Lo cierto es que esa norma (de jerarquía inferior) de nuestro ordenamiento, sólo puede invocarse y aplicarse en la medida en que se la implemente de un modo compatible con la normativa (superior) que la antecede. Esto es, ese artículo, como todo el resto del CPA, no puede interpretarse de manera contraria a los compromisos internacionales que la Argentina se obligó a cumplimentar.
No necesitamos irnos tan lejos: la aplicación del 194 debe ser consistente, también, con el respeto de todas las demás exigencias que establece ya la propia Constitución Argentina, y que incluyen una ultra-protección a los derechos de expresión, crítica política, asamblea, reunión, petición; etc. Nos guste o no, la protesta nos refiere a un derecho que, como pocos otros (seguramente, la libre expresión) juega un papel clave en el sostenimiento de toda la estructura restante de derechos.
Conforme a lo anticipado, de todos modos, tampoco resulta aceptable la proposición inversa a la expuesta, esto es, la idea según la cual el derecho de protesta no tiene límites; o que la protesta social, por serlo, puede ejercerse de cualquier manera. Sabemos que la protesta ha sido llevada a cabo, muchas veces, de manera abusiva, o de la mano de violencias y extorsiones.
Pero, otra vez: en esa denuncia no termina, sino que comienza, la necesidad de argumentar jurídicamente sobre el tema. Y lo cierto es que hace siglos que reconocemos y respetamos el derecho de huelga, haciéndonos cargo de la presencia de extremos, que sancionamos. Que, desde tiempo inmemorial también, distinguimos entre el ejercicio de un derecho (i.e., libertad de expresión), de su ejercicio abusivo (injuria, infamia), que reprochamos.

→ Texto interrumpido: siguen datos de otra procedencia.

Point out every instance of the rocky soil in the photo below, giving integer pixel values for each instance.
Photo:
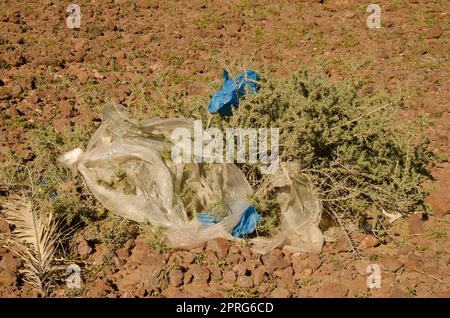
(141, 53)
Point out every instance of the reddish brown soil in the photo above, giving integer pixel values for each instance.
(125, 49)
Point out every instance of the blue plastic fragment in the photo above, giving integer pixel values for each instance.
(248, 79)
(228, 96)
(247, 223)
(208, 219)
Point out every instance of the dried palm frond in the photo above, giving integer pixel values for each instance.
(34, 239)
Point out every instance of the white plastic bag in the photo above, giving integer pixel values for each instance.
(137, 152)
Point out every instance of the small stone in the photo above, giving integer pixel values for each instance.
(100, 289)
(435, 32)
(297, 262)
(219, 246)
(216, 274)
(280, 293)
(313, 261)
(285, 278)
(245, 281)
(4, 226)
(84, 249)
(65, 108)
(258, 276)
(333, 290)
(198, 249)
(16, 91)
(415, 224)
(229, 277)
(232, 259)
(275, 260)
(102, 255)
(431, 267)
(7, 278)
(124, 252)
(200, 274)
(390, 263)
(368, 241)
(61, 124)
(176, 278)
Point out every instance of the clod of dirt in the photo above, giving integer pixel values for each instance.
(245, 282)
(219, 246)
(200, 274)
(84, 249)
(368, 241)
(390, 263)
(4, 226)
(333, 290)
(274, 260)
(435, 32)
(176, 278)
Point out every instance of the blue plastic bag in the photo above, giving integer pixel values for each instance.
(228, 96)
(249, 78)
(247, 223)
(222, 101)
(208, 219)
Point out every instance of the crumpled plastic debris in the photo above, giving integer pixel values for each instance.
(155, 183)
(247, 223)
(227, 97)
(208, 219)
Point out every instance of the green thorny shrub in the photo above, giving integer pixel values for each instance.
(54, 188)
(359, 160)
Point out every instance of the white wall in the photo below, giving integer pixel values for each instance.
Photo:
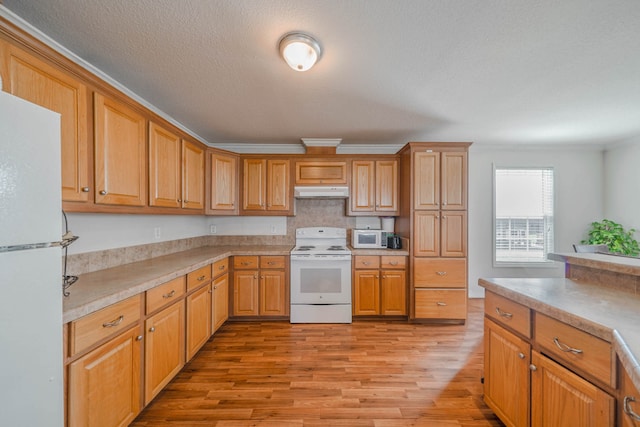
(110, 231)
(622, 184)
(578, 201)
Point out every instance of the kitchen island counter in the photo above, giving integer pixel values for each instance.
(102, 288)
(605, 312)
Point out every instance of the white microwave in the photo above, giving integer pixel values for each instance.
(368, 238)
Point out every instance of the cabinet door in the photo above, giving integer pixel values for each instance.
(366, 292)
(36, 81)
(393, 291)
(192, 176)
(426, 180)
(220, 303)
(362, 186)
(273, 299)
(278, 176)
(254, 184)
(454, 180)
(104, 385)
(164, 168)
(164, 348)
(453, 229)
(426, 236)
(506, 374)
(245, 293)
(628, 402)
(223, 190)
(561, 398)
(120, 154)
(198, 319)
(386, 186)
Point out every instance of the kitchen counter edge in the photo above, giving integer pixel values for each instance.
(603, 312)
(99, 289)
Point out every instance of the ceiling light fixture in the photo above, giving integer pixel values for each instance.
(299, 50)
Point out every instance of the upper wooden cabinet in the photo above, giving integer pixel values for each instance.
(176, 170)
(321, 172)
(164, 167)
(374, 187)
(222, 184)
(120, 154)
(192, 175)
(440, 180)
(34, 80)
(265, 187)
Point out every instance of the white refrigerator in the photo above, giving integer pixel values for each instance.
(31, 364)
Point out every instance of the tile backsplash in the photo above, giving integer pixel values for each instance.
(309, 213)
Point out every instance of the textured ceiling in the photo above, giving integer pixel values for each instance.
(488, 71)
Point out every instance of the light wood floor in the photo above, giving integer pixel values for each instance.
(369, 373)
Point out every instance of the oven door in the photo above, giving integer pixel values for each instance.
(318, 279)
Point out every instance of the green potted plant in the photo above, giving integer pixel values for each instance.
(612, 234)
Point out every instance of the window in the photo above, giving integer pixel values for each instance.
(523, 209)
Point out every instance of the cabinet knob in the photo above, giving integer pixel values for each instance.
(627, 408)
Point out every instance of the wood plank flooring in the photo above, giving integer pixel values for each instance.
(369, 373)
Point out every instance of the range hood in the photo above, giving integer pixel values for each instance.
(326, 192)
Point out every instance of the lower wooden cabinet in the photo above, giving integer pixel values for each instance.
(379, 286)
(527, 388)
(198, 319)
(220, 303)
(105, 384)
(506, 374)
(164, 348)
(628, 402)
(260, 286)
(561, 398)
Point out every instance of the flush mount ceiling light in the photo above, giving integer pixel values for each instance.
(299, 50)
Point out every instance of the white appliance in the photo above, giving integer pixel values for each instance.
(30, 266)
(320, 276)
(371, 239)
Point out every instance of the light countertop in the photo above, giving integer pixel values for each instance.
(99, 289)
(608, 313)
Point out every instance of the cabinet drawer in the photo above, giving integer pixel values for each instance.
(272, 261)
(589, 354)
(245, 262)
(165, 294)
(198, 277)
(220, 267)
(366, 261)
(509, 313)
(94, 327)
(441, 304)
(388, 261)
(439, 273)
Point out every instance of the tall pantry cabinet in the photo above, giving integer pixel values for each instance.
(433, 216)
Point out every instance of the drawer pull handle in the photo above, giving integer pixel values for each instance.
(504, 314)
(565, 347)
(627, 407)
(113, 322)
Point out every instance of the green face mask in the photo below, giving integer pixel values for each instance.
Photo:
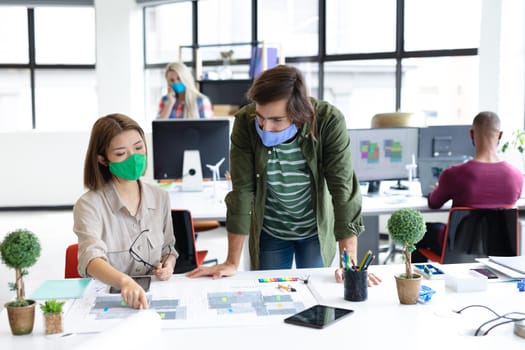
(130, 169)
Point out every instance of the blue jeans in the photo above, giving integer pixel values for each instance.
(278, 253)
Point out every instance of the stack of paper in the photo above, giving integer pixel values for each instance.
(516, 263)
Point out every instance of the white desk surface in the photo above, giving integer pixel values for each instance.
(209, 204)
(380, 322)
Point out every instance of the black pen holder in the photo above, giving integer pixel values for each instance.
(356, 285)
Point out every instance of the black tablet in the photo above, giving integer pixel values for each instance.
(318, 316)
(143, 281)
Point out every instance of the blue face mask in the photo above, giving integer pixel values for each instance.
(178, 87)
(274, 138)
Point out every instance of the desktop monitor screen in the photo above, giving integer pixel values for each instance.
(171, 137)
(226, 92)
(445, 141)
(383, 153)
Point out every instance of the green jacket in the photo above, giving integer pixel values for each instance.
(334, 184)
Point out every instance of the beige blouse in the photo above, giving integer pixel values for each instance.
(107, 230)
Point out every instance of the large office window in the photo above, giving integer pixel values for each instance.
(292, 23)
(355, 26)
(47, 68)
(366, 57)
(166, 28)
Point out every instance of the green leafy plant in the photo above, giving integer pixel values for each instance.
(52, 306)
(517, 142)
(19, 250)
(407, 227)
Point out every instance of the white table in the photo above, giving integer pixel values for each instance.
(379, 322)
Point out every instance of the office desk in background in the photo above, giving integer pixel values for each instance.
(209, 205)
(380, 322)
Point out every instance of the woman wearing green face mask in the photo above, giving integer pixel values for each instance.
(124, 226)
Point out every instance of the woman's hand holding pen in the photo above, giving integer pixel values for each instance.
(164, 269)
(217, 271)
(133, 294)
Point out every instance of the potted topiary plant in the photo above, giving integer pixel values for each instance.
(407, 227)
(19, 250)
(53, 315)
(515, 148)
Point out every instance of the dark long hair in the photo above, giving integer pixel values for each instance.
(103, 131)
(285, 82)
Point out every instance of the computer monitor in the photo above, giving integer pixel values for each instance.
(226, 92)
(383, 154)
(445, 141)
(178, 144)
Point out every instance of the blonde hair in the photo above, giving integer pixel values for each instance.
(191, 109)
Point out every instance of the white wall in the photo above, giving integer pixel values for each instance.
(46, 168)
(41, 168)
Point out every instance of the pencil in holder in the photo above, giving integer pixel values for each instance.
(356, 285)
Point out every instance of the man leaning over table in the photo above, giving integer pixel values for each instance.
(295, 193)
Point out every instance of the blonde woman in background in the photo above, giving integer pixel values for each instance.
(183, 100)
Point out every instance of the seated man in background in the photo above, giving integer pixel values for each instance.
(486, 181)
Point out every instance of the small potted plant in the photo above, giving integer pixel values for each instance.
(52, 310)
(407, 227)
(515, 147)
(19, 250)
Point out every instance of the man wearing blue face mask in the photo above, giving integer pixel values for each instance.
(182, 99)
(294, 191)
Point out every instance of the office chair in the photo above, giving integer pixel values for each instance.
(71, 270)
(478, 233)
(189, 258)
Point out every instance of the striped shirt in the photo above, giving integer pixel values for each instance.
(288, 210)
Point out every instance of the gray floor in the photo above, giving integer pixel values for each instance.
(54, 228)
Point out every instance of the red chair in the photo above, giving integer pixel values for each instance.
(478, 233)
(71, 270)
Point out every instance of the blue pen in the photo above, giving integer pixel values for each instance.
(345, 259)
(369, 261)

Que cualquier juez sabe distinguir entre un derecho protegido (i.e., consumir alcohol) de los daños eventualmente provocados por actos legalmente resguardados (i.e., violencia marital). Podemos hacer esas distinciones sin mayores problemas y, además -lo que aquí resulta crucial- podemos hacerlo sin eliminar, sin socavar, sin vaciar de contenido, a los derechos primarios del caso (huelga, crítica, consumo, protesta). ¿Por qué es que no podríamos hacerlo también -de modo legal, civilizado y decente- en este caso?
(*) Profesor de Derecho Constitucional (UBA-UTDT) Investigador del CONICET/Univ. Pompeu Fabra (España) - Fuente: Clarín.